El año pasado, Sri Lanka alcanzó un acuerdo con Australia para reestructurar su deuda, permitiéndose un cambio en los plazos de pago por un monto aproximado de 39 millones de dólares. Sin embargo, con este robo, las esperanzas de estabilizar la economía se ven aún más comprometidas. La Alta Comisión de Australia en Sri Lanka ha indicado que está al tanto de las irregularidades en los pagos, y el alto comisionado, Matthew Duckworth, explicó que las autoridades australianas están colaborando con Sri Lanka en la investigación. Duckworth reafirmó el compromiso de Australia de apoyar a Sri Lanka en su camino hacia la sostenibilidad de la deuda.
Desde el contexto de la crisis económica, el país insular ha buscado ayuda del Fondo Monetario Internacional (FMI), y en abril de este año se alcanzó un acuerdo técnico para un desembolso de aproximadamente 700 millones de dólares. Este acuerdo es parte de un programa más amplio del FMI que asciende a 3.000 millones de dólares, diseñado para ayudar a estabilizar la economía de Sri Lanka. Sin embargo, con el robo de estos fondos, la situación se torna aún más crítica, lo que podría obstaculizar la recuperación económica que tanto necesita el país.
El Ministerio de Finanzas de Sri Lanka ha declarado su intención de cumplir con los pagos acordados, subrayando que el interés de la nación por hacer llegar los fondos a su destinatario era evidente. Lamentablemente, la intervención de actores criminales ha llevado a la desviación ilegal de estos pagos, poniendo en riesgo no solo la relación con Australia, sino también la confianza de otros acreedores y organismos internacionales.
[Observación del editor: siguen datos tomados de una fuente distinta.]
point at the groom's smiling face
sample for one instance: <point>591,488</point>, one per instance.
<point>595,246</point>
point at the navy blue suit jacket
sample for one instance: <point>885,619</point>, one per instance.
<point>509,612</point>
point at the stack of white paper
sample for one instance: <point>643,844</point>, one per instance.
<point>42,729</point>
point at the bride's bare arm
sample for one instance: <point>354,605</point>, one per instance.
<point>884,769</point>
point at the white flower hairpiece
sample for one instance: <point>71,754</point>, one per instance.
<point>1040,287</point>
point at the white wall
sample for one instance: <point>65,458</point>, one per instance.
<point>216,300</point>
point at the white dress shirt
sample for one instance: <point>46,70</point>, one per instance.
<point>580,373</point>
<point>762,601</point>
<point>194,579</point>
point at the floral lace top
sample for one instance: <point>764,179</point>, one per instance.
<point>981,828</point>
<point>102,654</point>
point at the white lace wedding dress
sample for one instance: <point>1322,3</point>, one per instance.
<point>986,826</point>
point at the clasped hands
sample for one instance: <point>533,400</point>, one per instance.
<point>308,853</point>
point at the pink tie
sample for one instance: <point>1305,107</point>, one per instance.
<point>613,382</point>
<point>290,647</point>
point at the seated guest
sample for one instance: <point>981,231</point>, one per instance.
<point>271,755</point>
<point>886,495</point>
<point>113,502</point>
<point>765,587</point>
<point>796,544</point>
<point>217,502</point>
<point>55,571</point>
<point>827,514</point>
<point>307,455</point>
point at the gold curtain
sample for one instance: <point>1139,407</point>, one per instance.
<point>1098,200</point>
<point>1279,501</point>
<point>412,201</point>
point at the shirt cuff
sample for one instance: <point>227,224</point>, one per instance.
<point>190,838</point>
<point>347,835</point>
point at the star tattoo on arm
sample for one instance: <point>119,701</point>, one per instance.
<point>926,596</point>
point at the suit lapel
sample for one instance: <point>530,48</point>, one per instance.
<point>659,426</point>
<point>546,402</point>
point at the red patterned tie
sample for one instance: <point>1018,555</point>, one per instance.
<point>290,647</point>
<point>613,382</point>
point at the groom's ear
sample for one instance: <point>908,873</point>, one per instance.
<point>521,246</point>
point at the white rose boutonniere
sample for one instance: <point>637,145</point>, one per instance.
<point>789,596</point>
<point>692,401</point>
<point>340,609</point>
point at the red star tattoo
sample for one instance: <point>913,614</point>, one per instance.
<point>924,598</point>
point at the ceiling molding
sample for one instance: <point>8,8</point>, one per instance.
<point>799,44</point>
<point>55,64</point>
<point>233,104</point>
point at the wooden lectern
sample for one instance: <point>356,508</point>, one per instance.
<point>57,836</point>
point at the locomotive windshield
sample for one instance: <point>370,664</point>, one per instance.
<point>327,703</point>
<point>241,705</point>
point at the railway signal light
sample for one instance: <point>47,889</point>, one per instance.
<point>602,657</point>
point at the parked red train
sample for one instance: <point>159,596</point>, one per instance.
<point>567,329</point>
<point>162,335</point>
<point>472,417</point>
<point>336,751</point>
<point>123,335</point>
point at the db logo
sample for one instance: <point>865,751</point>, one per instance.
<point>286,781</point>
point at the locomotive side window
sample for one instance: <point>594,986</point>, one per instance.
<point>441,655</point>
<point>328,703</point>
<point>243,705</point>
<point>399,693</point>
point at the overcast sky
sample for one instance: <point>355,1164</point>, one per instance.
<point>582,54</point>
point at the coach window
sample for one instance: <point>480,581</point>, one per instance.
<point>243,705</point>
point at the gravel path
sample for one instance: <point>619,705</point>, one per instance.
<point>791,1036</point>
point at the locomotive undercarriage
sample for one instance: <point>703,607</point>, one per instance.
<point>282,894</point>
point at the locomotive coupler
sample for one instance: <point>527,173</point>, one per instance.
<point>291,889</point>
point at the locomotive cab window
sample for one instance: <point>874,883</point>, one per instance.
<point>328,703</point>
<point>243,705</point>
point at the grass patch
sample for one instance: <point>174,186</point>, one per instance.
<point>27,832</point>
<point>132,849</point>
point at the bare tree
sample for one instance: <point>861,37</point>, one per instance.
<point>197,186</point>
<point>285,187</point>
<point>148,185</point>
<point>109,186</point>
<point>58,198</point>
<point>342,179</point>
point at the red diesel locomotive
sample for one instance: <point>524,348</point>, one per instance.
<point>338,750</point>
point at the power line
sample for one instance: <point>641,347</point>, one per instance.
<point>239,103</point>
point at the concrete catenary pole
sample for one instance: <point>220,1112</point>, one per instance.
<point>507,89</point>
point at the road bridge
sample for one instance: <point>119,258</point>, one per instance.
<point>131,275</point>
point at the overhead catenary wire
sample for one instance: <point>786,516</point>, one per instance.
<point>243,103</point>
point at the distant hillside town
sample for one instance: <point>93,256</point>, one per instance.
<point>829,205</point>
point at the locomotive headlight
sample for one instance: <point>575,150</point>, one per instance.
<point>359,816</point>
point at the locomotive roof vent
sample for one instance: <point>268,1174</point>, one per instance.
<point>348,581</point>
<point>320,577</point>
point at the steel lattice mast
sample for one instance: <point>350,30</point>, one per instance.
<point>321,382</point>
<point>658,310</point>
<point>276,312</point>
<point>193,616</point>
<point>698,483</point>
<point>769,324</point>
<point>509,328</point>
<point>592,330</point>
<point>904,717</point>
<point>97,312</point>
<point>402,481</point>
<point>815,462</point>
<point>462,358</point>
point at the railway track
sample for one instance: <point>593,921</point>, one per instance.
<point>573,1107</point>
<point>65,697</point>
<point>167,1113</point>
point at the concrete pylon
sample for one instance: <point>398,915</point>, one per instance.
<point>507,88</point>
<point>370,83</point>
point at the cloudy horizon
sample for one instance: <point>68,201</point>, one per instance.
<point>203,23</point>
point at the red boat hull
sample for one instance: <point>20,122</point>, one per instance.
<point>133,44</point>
Este ciberataque resalta la creciente amenaza que representan los delitos cibernéticos en el ámbito gubernamental y financiero, lo que plantea interrogantes sobre la ciberseguridad de las instituciones del Estado. A medida que Sri Lanka intenta salir de un ciclo de crisis, la protección de su infraestructura digital se convierte en un tema crucial para evitar que situaciones como esta se repitan en el futuro. La situación actual requiere una respuesta coordinada y efectiva para restaurar la confianza tanto a nivel nacional como internacional.